Eisenhowers religiöser Eifer blieb auch nicht auf den Treueschwur beschränkt. Er war es auch, der dafür sorgte, dass seit 1957 "In God We Trust" auf Dollarscheinen gedruckt wird. Kein Geringerer als Thomas Jefferson hatte 1782 "E Pluribus Unum" (Aus vielen Eines) auf US-Münzen prägen lassen. Seit 1909 erscheint "In God We Trust" auf vielen verschiedenen US-Münzen.
Zufälligerweise läuft seit einigen Monaten eine Kampagne, die den Spruch "In God We Trust" auf Plakaten in Klassenzimmern zur Pflicht machen will. Das Verbot des Ausdrucks "under God" wird ihr vermutlich noch mehr Zulauf bescheren, und überhaupt soll die Entscheidung des Berufungsgerichts an die nächste Instanz weitergeleitet werden. Wenn der Fall zum Obersten Gericht kommt, dürfte "under God" fester Bestandteil des Treueschwurs werden, denn 1996 hatte das US-Verfassungsgericht eine Klage gegen "In God We Trust" nicht einmal angehört. Der liberal gesinnte Supreme Court, der 1943 den Einzug des Treueschwurs in die Schulen verhindern wollte, hat eben wenig mit dem Supreme Court von heute gemein. Und wenn es nach Bush geht, sollen Atheisten in den USA gar nicht erst Richter werden; so verkündete er aus Kanada:
We need common sense judges who understand that our rights were derived from God, and those are the kind of judges I intend to put on the bench.
Letztes Jahr hieß es in einem Telepolis-Artikel über Edward Bellamys Utopie-Roman: "Bellamy's Vision von einem solidarischen Amerika ist jedoch von dem, was sein junger Langschläfer heute erlebt, meilenweit entfernt." Das gleiche gilt für Francis' Treueschwur. Heute hat der Individualismus über Bellamys Sozialismus gesiegt. Das Geld regiert, und Menschen wie Bellamy, die auf die Armut und soziale Spannungen im Lande hinweisen, wird heute jeglicher Patriotismus abgesprochen. So erging es den atheistischen Eltern, die dagegen klagten, dass ihre Tochter jeden Morgen einen Schwur "under God" ablegen muss. Der Vater wurde bei CNN gefragt, ob er überhaupt "stolz sei, Amerikaner zu sein", und ob er bereit sei, "der verhassteste Mann im ganzen Land zu sein". Der Mann bekommt auch anonyme Morddrohungen.

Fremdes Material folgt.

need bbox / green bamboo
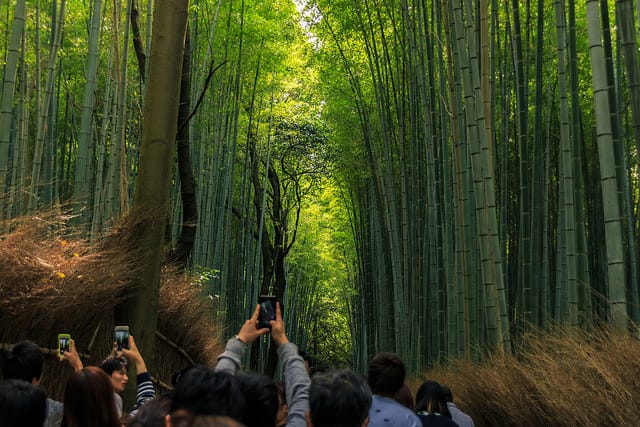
[567,0,592,325]
[0,0,27,205]
[14,32,29,218]
[615,0,640,323]
[73,0,104,225]
[28,0,66,212]
[510,0,533,329]
[450,0,510,351]
[528,0,545,327]
[554,0,579,327]
[586,0,628,333]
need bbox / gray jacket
[447,402,474,427]
[215,337,310,427]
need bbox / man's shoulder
[369,395,421,427]
[447,402,474,427]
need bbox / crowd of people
[0,302,474,427]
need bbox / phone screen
[115,327,130,351]
[59,336,70,355]
[258,296,278,329]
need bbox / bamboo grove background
[1,0,640,374]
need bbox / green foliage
[285,183,356,368]
[3,0,640,375]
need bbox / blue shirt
[368,395,422,427]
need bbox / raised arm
[215,304,270,374]
[271,302,310,427]
[62,338,83,372]
[122,335,155,409]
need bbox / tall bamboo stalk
[74,0,104,225]
[0,0,27,209]
[586,0,628,333]
[28,0,66,212]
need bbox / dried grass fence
[0,214,225,401]
[414,328,640,426]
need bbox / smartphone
[114,326,130,351]
[258,295,279,329]
[58,333,71,356]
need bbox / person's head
[237,372,279,427]
[61,366,120,427]
[440,384,453,403]
[1,340,44,384]
[308,369,371,427]
[366,352,405,396]
[394,383,414,411]
[172,367,190,388]
[170,366,245,422]
[298,350,314,375]
[0,379,47,427]
[127,396,172,427]
[274,381,288,427]
[415,381,451,418]
[100,356,128,393]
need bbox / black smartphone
[258,295,278,329]
[115,325,130,351]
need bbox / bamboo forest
[3,0,640,394]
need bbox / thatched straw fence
[0,214,226,401]
[413,328,640,426]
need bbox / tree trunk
[114,0,189,406]
[170,29,198,269]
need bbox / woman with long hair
[415,381,458,427]
[61,366,121,427]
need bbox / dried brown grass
[0,213,224,400]
[418,328,640,426]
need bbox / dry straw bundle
[0,213,224,400]
[420,327,640,426]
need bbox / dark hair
[237,372,279,427]
[1,340,43,382]
[126,396,172,427]
[394,383,415,411]
[0,379,47,427]
[309,369,372,427]
[440,384,453,403]
[61,366,121,427]
[99,356,128,376]
[415,381,451,419]
[169,414,246,427]
[172,367,190,387]
[366,352,405,395]
[170,366,245,422]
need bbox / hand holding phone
[115,326,130,351]
[236,304,271,344]
[58,333,71,358]
[270,302,288,347]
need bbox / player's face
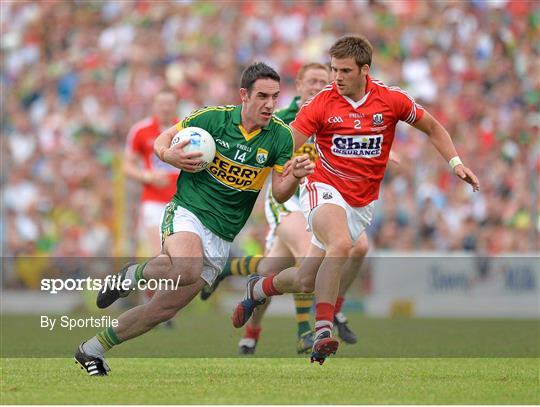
[241,78,280,128]
[154,92,178,125]
[331,57,368,100]
[296,68,330,103]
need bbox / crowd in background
[2,0,539,287]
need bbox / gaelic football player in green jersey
[74,62,314,376]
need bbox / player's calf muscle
[143,305,176,326]
[140,255,172,281]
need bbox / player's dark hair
[240,62,280,94]
[329,34,373,68]
[297,63,330,81]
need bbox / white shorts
[264,188,302,252]
[299,181,374,250]
[160,203,231,286]
[141,201,167,228]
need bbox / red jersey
[292,77,424,207]
[125,116,179,203]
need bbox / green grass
[1,357,538,404]
[1,309,539,403]
[1,311,538,357]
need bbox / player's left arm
[412,111,480,191]
[271,154,314,203]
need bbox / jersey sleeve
[272,124,294,173]
[274,108,294,125]
[290,95,324,138]
[175,107,218,135]
[390,88,425,124]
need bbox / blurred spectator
[1,1,538,288]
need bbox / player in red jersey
[124,87,179,322]
[232,35,480,364]
[124,87,179,255]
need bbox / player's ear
[239,88,248,103]
[361,64,370,76]
[295,78,302,93]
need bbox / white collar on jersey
[342,91,371,109]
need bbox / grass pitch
[2,357,538,404]
[1,308,539,404]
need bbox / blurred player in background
[201,63,365,354]
[74,62,314,376]
[124,87,179,327]
[232,35,480,364]
[124,87,179,255]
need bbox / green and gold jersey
[275,96,317,160]
[173,105,293,241]
[271,96,317,202]
[274,95,300,125]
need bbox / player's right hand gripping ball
[171,127,216,172]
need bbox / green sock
[96,327,123,351]
[293,293,314,337]
[134,261,149,284]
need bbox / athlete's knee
[296,271,315,293]
[325,237,352,258]
[298,280,315,293]
[349,237,369,258]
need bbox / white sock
[124,264,138,289]
[252,278,267,300]
[82,336,106,358]
[315,320,333,336]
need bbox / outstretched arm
[412,111,480,191]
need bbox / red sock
[315,302,334,334]
[262,275,281,296]
[334,296,345,315]
[245,325,261,341]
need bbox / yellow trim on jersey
[271,115,292,132]
[271,116,294,158]
[179,105,236,129]
[238,124,262,141]
[190,105,235,119]
[175,122,183,131]
[273,164,285,173]
[207,152,271,192]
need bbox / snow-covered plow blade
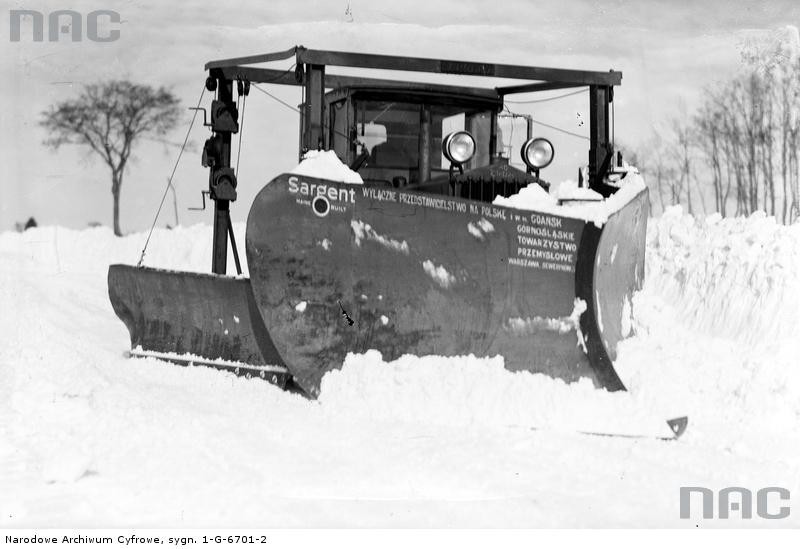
[245,175,648,396]
[107,265,290,387]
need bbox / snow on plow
[107,47,665,421]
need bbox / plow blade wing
[246,175,648,397]
[108,265,289,386]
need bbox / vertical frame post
[490,111,499,164]
[419,105,432,183]
[303,64,325,152]
[589,85,611,192]
[211,78,235,275]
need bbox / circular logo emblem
[312,195,330,217]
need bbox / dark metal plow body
[108,174,648,397]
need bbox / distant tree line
[635,36,800,224]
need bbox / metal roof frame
[204,45,622,97]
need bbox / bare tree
[695,101,725,215]
[669,117,706,216]
[634,31,800,224]
[40,80,181,236]
[622,134,677,217]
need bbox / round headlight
[442,131,476,165]
[521,137,554,170]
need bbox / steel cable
[136,85,206,266]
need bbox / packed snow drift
[1,205,799,527]
[289,150,364,184]
[493,172,647,227]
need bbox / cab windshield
[350,100,493,185]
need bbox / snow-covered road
[1,209,798,527]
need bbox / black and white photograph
[2,0,799,539]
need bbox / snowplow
[108,46,649,398]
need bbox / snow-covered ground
[1,207,799,527]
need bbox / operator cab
[324,87,528,197]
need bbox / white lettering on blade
[288,176,356,204]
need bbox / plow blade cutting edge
[108,174,648,397]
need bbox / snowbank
[646,206,800,347]
[0,223,249,275]
[289,150,363,184]
[493,172,647,227]
[319,351,659,434]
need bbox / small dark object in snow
[16,217,38,232]
[338,300,355,326]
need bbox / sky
[2,0,800,234]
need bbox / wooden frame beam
[296,47,621,87]
[204,46,297,70]
[496,82,587,96]
[208,66,502,101]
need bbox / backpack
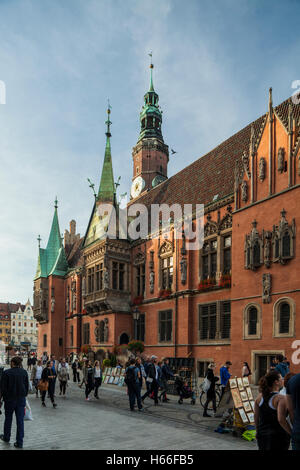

Dabei sind einige der patriotischsten Lieder der USA von Sozialisten/Kommunisten/Feministen verfasst worden: erwähnt seien hier vor allem Katharine Lee Bates' America the Beautiful und Woody Guthries This Land Is Your Land.
Man kann also davon ausgehen, dass das letzte Wort im Fall "under God" nicht gefallen ist. Wer weiß, vielleicht steht bald "In God We Trust" auch auf Kreditkarten? Bis dann müssen wir uns mit den scherzhaften Plakaten begnügen, die in Lokalen hängen, in denen Kreditkarten nicht akzeptiert werden:
In God we trust. All others pay cash.